Age and sex distributions were similar in both groups. Also, the percentage of patients >60 years was comparable (P = 0.868). The most common histopathological subtype in both groups was nodular sclerosis (47.7% vs 48%). The EBV status (P = 0.744), presence of bulky disease (P= 0.308), accompanying any B symptom (P = 0.537) and extranodal disease (P = 0.075) were also comparable between groups (Table).
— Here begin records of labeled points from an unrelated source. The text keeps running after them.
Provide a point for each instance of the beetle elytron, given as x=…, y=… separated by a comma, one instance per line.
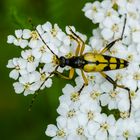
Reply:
x=91, y=62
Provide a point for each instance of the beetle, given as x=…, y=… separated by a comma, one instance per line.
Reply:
x=91, y=62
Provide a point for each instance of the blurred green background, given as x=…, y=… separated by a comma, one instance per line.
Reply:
x=16, y=123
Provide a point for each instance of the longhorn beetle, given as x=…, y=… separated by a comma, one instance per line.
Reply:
x=91, y=62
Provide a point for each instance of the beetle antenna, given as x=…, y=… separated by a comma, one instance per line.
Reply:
x=46, y=44
x=124, y=26
x=30, y=21
x=37, y=93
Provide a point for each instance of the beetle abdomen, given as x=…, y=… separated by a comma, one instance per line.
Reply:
x=98, y=63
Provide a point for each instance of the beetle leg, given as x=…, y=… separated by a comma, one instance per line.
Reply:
x=84, y=78
x=71, y=74
x=108, y=47
x=115, y=85
x=79, y=40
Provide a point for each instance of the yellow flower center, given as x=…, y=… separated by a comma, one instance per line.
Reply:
x=115, y=28
x=126, y=134
x=43, y=76
x=74, y=97
x=104, y=126
x=90, y=115
x=80, y=131
x=136, y=76
x=95, y=95
x=71, y=113
x=17, y=67
x=27, y=86
x=30, y=58
x=124, y=115
x=34, y=35
x=61, y=133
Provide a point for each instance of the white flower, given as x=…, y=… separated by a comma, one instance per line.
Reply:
x=103, y=127
x=125, y=131
x=71, y=96
x=32, y=63
x=27, y=84
x=18, y=40
x=59, y=132
x=19, y=66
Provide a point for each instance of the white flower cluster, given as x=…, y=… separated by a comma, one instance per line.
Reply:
x=95, y=111
x=34, y=69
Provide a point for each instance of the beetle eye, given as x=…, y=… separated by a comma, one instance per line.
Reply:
x=62, y=61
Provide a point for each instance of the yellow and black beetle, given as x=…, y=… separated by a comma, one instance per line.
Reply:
x=91, y=62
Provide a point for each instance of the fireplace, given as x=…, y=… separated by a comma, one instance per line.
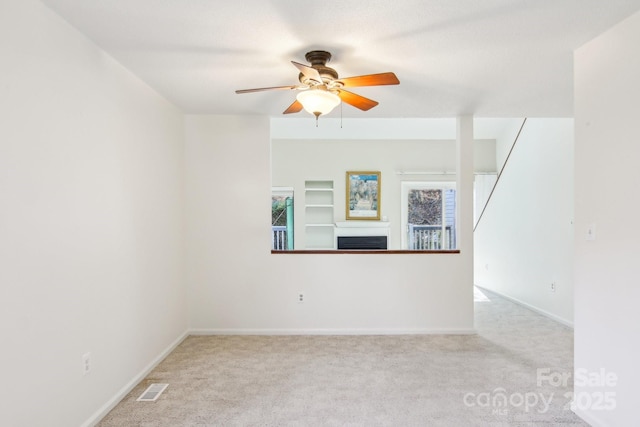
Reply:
x=362, y=242
x=362, y=235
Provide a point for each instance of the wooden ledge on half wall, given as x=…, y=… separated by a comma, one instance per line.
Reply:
x=367, y=251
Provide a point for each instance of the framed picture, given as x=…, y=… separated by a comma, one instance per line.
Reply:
x=363, y=195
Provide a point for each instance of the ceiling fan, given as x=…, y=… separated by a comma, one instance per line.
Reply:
x=321, y=89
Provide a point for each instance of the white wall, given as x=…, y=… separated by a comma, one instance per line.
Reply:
x=237, y=286
x=607, y=269
x=296, y=160
x=91, y=222
x=524, y=241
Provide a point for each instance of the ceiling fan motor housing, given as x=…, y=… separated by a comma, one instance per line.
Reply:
x=318, y=60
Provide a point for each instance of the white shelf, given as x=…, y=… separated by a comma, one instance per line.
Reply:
x=318, y=198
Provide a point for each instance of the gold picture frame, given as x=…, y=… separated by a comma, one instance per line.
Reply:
x=363, y=195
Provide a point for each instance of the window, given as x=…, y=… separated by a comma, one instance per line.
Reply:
x=429, y=215
x=282, y=218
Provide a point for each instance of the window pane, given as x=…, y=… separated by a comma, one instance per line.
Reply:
x=425, y=207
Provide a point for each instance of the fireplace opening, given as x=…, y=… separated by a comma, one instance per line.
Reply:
x=362, y=242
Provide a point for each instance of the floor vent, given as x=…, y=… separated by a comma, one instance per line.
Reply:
x=152, y=392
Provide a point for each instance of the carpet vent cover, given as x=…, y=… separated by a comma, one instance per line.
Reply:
x=152, y=392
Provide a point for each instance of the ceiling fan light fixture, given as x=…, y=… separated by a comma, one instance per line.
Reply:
x=318, y=101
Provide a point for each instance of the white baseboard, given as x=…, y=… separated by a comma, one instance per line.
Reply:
x=551, y=316
x=104, y=410
x=241, y=331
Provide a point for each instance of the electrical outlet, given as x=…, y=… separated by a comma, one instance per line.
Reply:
x=86, y=363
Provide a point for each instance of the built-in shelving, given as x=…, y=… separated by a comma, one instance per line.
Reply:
x=319, y=220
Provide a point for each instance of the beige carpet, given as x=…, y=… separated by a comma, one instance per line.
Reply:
x=489, y=379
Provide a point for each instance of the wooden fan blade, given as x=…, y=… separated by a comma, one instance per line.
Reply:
x=370, y=80
x=356, y=100
x=261, y=89
x=293, y=108
x=309, y=72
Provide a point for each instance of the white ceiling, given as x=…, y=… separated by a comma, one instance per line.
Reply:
x=489, y=58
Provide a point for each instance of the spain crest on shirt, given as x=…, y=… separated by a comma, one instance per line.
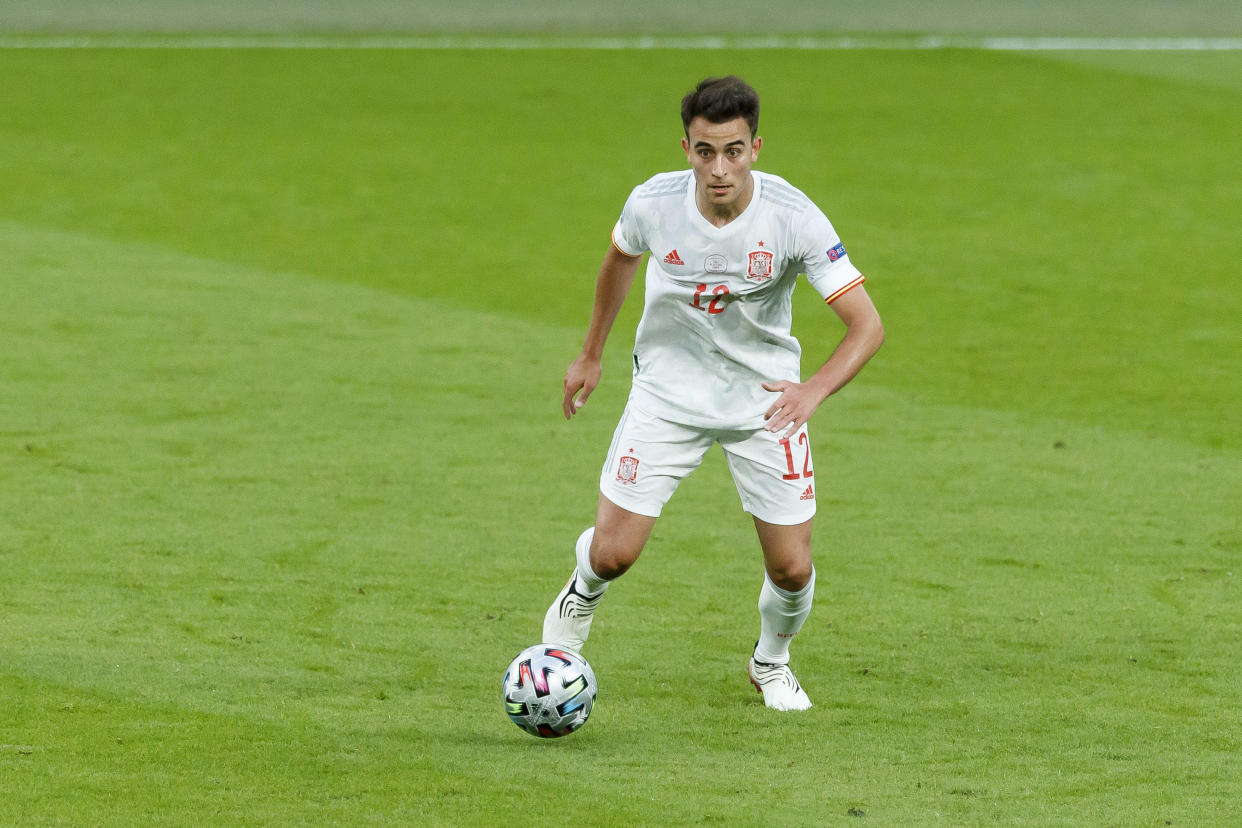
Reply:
x=627, y=469
x=760, y=268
In the pre-pandemic period and during the pandemic, among the early-stage patients, the percentages of cases with early unfavorable disease were 66.7% and 77.8%, respectively (P = 0.526). Although the percentage of patients with advanced-stage disease was higher during the pandemic than that observed in the pre-pandemic period (64% vs 53.8%), this difference did not reach statistical significance (P = 0.384). There was no difference between the patients in both groups in terms of risk status in early-stage disease (P = 0.693), and IPS-3 (P = 0.155) and IPS-7 (P = 0.079) scores in advanced-stage disease (Table).

The median SDI was significantly longer during the pandemic than was observed within the pre-pandemic era (16 weeks vs 8 weeks, P = 0.042). The median DTIs were similar in both groups (13 days vs 15 days, P = 0.471) (Table).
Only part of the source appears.